Parece, pues, que el criterio clásico de atender prioritariamente a quien más lo necesita en término
médicos, independientemente de cualquier cálculo sobre el beneficio obtenido por el tratamiento,
es el que mejor responde al deseo de tratar a todos con igual consideración y respeto, es decir, de
garantizar la igualdad de oportunidades. Al fin y al cabo, la ausencia de salud es moralmente
equivalente, por ejemplo, a la ausencia de una educación básica, esto es: disminuye injustamente
las oportunidades de las personas. Es cierto, por otra parte, que la existencia de recursos limitados
podrá disminuir el acceso de todos a los mismos recursos, pero eso no discrimina por razones ajenas
al contexto del bien a distribuir: como la capacidad de pago o las condiciones sociolaborales8.

No obstante, el criterio clásico de la necesidad está sujeto a varias objeciones. En primer lugar, exige
una definición clara de lo que sea una necesidad médica, y esto es algo que puede plantear serios
problemas. Por una parte, nos obliga a distinguir entre una necesidad y una preferencia, lo que no
siempre va a resultar fácil.
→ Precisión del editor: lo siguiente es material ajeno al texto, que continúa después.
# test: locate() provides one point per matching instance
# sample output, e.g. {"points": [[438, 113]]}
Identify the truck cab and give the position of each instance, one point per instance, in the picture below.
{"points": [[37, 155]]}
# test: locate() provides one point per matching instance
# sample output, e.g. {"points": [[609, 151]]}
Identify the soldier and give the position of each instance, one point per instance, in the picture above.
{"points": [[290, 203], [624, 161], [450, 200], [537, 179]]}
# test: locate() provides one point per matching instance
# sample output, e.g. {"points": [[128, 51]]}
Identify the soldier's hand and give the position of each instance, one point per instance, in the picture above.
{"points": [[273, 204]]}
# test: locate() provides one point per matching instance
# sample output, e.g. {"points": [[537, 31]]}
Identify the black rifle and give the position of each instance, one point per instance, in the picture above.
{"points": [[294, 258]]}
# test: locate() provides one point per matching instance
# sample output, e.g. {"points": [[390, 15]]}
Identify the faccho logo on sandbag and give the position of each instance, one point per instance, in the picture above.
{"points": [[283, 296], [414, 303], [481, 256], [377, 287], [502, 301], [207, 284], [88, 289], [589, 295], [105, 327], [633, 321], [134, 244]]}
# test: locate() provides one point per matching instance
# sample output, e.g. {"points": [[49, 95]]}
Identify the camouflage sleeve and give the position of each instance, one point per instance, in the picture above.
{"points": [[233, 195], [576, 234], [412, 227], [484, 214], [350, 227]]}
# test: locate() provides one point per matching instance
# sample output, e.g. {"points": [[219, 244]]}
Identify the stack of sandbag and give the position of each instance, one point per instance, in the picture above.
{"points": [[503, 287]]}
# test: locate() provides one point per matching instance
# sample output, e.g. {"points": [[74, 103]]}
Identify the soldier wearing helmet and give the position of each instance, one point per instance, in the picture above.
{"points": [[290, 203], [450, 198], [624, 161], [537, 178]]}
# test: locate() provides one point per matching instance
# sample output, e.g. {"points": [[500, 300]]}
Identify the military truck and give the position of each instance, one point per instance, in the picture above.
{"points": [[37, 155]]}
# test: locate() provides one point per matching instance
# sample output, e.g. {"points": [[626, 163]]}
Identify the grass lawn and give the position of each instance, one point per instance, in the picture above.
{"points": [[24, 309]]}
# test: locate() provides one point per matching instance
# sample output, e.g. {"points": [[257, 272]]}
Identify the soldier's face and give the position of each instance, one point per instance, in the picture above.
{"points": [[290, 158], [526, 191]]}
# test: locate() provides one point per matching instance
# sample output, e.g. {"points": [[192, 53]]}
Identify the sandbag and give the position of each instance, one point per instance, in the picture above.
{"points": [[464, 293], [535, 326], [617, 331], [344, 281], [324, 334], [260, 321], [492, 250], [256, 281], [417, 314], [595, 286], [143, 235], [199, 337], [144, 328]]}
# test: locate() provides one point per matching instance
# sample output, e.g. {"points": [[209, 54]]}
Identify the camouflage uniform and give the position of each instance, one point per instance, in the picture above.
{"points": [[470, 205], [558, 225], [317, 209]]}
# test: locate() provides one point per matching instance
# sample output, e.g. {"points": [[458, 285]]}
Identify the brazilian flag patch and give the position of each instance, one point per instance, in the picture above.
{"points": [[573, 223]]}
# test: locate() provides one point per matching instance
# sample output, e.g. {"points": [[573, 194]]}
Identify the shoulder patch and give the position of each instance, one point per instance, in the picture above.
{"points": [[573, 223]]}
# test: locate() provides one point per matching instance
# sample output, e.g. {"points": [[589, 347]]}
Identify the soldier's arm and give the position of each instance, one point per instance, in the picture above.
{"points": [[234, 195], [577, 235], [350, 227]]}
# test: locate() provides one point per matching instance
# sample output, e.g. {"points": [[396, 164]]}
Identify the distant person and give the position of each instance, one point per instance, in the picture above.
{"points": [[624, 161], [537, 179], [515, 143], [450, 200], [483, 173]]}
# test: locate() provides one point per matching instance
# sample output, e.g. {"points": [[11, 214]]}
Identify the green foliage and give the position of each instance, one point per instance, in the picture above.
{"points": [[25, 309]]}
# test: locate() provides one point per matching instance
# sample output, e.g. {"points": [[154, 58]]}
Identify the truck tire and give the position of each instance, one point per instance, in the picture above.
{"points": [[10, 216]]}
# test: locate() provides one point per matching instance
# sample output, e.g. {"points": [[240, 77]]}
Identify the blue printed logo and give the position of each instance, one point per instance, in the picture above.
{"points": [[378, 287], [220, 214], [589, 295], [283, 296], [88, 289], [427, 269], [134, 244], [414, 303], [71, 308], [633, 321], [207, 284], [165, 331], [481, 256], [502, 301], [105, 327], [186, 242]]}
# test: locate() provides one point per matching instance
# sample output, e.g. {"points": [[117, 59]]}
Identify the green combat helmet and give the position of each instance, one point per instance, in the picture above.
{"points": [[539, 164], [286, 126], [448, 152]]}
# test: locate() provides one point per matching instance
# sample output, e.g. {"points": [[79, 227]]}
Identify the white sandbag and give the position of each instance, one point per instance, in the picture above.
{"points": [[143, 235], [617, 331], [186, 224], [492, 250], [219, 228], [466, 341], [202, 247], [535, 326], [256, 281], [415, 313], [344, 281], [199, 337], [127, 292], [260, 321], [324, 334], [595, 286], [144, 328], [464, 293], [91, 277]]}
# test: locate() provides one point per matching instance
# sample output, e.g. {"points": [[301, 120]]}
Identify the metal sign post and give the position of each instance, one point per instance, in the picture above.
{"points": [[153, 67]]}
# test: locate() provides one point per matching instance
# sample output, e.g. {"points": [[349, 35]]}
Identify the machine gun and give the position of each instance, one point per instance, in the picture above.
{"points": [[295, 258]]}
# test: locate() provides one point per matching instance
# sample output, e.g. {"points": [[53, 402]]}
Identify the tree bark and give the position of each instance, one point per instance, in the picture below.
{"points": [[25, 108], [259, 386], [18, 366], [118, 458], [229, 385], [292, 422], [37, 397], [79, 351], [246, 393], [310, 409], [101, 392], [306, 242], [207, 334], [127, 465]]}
Pensemos, si no es así, en las demandas de cambio de sexo, de cirugía
estética o de tratamientos contra la infertilidad. Por otra parte, la imposición de una definición
pública de la necesidad podría atentar contra la libertad y la diversidad moral de los ciudadanos
para poder decidir su particular manera de concebir la salud propia, como ha denunciado
inteligentemente Engelhardt9. En segundo lugar, el criterio de la necesidad cae fácilmente en la
trampa de la regla del rescate; es decir, dados unos bienes escasos, está dispuesto a invertir recursos
y esfuerzos elevados en tratar a un moribundo, mientras descuida cómo mejorar la salud de mucha
gente con mejor pronóstico. Lo que escondía la racionalidad ética del utilitarista para contrarrestar
la regla del rescate era su preferencia por ayudar a quien más beneficio iba a sacar del tratamiento
(porque viviría más años o con mejor calidad de vida), en vez de enterrar los recursos limitados en
quien poco o nulo provecho iba a extraer de ellos. En el contexto de escasez de recursos en el que

8 El mejor argumento para defender, en términos generales, la relación moral entre la justicia
distributiva y los bienes específicos de la distribución lo proporciona Michael Walzer en Las esferas
de la justicia, Fondo de Cultura Económica, México, 1993. Véase también Jon Elster, Justicia local,
Gedisa, Barcelona, 1994.

9 Véase, por ejemplo, H. Tristram Engelhardt, Los fundamentos de la bioética, Paidós,


Barcelona, 1995; o también su ponencia titulada Salud, medicina y libertad, presentada en
Barcelona el día de la inauguración de la Fundació Víctor Grífols, y publicada por la misma
fundación en el cuaderno Libertad y salud, 1999.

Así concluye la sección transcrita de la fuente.